Limitations & Future Work

  • The strength parameter \(\alpha\) for L1 norm filtering still requires selection via a validation set; although there are only 4 candidate values, it is not completely parameter-free.
  • Under extreme class-imbalanced long-tailed scenarios, the Neural Collapse trend might be less pronounced, and the method's effectiveness warrants further evaluation.
  • The computation of the global mean \(\mu_G\) relies on the representativeness of the training data; if the training distribution is biased, the mean estimate may be inaccurate.
  • Adversarial scenarios are not discussed; carefully crafted adversarial examples might simultaneously exhibit a high pScore and high norm.
  • vs KNN: KNN focuses on clustering but ignores feature norms, performing well on CIFAR-10 but poorly on ImageNet.
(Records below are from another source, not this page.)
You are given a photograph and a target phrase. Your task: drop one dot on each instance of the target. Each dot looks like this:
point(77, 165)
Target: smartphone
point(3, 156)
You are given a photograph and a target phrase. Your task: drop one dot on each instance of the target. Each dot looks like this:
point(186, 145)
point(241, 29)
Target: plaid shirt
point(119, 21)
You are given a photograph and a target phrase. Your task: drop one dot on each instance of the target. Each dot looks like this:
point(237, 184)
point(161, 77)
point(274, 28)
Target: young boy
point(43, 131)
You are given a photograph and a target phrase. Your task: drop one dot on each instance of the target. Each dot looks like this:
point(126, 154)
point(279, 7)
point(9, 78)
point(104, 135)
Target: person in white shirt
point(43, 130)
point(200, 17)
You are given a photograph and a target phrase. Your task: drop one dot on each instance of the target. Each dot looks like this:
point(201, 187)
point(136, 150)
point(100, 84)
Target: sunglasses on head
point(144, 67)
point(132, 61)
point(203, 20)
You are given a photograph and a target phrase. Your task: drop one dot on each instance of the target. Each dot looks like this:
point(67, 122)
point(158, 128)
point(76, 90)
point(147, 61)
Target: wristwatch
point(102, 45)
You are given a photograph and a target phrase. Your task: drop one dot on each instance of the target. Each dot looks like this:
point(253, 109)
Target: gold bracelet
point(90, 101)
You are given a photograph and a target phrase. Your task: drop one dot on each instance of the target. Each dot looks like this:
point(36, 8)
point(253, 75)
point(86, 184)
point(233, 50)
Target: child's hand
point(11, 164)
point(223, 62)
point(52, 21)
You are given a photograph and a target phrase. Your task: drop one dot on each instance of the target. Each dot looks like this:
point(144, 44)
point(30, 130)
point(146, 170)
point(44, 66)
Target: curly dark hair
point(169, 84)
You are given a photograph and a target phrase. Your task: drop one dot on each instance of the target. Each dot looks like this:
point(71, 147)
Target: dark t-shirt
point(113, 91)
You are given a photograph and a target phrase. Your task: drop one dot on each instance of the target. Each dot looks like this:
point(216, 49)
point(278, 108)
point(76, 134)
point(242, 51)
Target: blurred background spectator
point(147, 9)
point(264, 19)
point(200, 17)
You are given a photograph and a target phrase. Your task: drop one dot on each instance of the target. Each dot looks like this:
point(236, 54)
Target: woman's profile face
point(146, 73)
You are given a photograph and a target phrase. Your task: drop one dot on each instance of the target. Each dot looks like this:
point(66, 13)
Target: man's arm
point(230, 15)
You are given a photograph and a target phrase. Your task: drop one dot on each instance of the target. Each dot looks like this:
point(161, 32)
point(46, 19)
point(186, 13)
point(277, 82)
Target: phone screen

NCI resolves this generalization gap through norm filtering while achieving 778x faster inference.
  • vs Energy/ASH/Scale: These methods implicitly utilize feature norm information (e.g., log-sum-exp corresponds to LogSumExp of projections) but fail to account for class clustering, which underperforms on CIFAR-10. NCI replenishes this by introducing clustering information through pScore.
  • vs NECO: Also inspired by Neural Collapse, but NECO conducts analysis strictly in the feature space, which requires expensive matrix multiplications. NCI leverages the interaction between weight vectors and features, making it highly efficient while seamlessly introducing class-specific information.

Rating

  • Novelty: ⭐⭐⭐⭐ The Neural Collapse perspective for explaining OOD detection is innovative, although the core components (cosine similarity and norm) are not entirely novel.
  • Experimental Thoroughness: ⭐⭐⭐⭐⭐ Conducted across multiple datasets, multiple architectures (ResNet/DenseNet/ViT/Swin), 13 baseline methods, and comprehensive ablations.
  • Writing Quality: ⭐⭐⭐⭐⭐ Rigorous and clear theoretical derivations, in-depth experimental analyses, and excellent discussions connecting existing methods.
  • Value: ⭐⭐⭐⭐ Provides a unified theoretical framework and implements an efficient and practical OOD detector.